The girl groaned and stirred in her bed, the rose satin sheets slipping off her naked breasts as she did. The litter, the charmless disorder, in Cindy Garrett’s bedroom was an accurate reflection of the disorder in her life.
She had come to Washington in 1976 from a small town near Mobile, Alabama, fleeing the stigma of a pregnancy brought on by the town’s deputy sheriff.
As a parting gift her former lover had landed her a job as a receptionist in the offices of an Alabama Congressman he had befriended in a hit-and-run investigation. Her employment had been abruptly terminated by his constituents’ angry protests after Cindy had appeared nude in Playboy magazine’s “The Girls of Washington Revisited.” Fortunately, a chance meeting with Crandell at a Georgetown cocktail party a few evenings later had opened the way to employment that was not only less demanding and better paid but, in Cindy’s case, infinitely more suitable.
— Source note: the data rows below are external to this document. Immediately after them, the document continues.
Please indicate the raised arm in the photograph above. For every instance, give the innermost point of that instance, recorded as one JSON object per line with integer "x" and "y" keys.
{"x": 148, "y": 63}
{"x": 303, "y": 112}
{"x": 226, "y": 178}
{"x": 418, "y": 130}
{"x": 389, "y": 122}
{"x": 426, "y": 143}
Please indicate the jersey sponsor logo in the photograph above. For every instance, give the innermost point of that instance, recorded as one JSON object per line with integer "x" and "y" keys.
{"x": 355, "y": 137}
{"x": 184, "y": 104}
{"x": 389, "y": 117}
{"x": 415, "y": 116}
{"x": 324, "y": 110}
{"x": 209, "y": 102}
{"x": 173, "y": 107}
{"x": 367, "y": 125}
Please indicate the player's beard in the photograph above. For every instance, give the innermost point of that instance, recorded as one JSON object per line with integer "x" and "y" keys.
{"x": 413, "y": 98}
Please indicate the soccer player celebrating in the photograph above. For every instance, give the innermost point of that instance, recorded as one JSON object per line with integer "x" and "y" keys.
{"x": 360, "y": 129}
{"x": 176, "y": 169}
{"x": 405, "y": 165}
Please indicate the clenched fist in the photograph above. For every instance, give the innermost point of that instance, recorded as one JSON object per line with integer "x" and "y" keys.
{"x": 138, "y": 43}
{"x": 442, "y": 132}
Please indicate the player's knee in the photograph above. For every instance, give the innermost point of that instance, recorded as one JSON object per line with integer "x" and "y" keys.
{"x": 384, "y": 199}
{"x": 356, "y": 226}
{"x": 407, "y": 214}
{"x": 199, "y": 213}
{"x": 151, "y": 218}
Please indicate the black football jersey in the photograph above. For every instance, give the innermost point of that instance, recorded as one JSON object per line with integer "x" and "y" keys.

“What do you want?” Wariness as thick as the wrinkle cream glistening under her eyes lurked behind her reply.
“I want you to drive up to New York right away. Go to the apartment and-“
“Ah cain’t go to New York,” Cindy squawked in protest.
“The hell you cain’t!” Crandell couldn’t abide the redclay accent that crept into Cindy’s voice after a few bourbons or in her unguarded moments.
“You’re going to do what I tell you to do. Get the car and get up there as fast as you can. You know the painting over the fireplace?”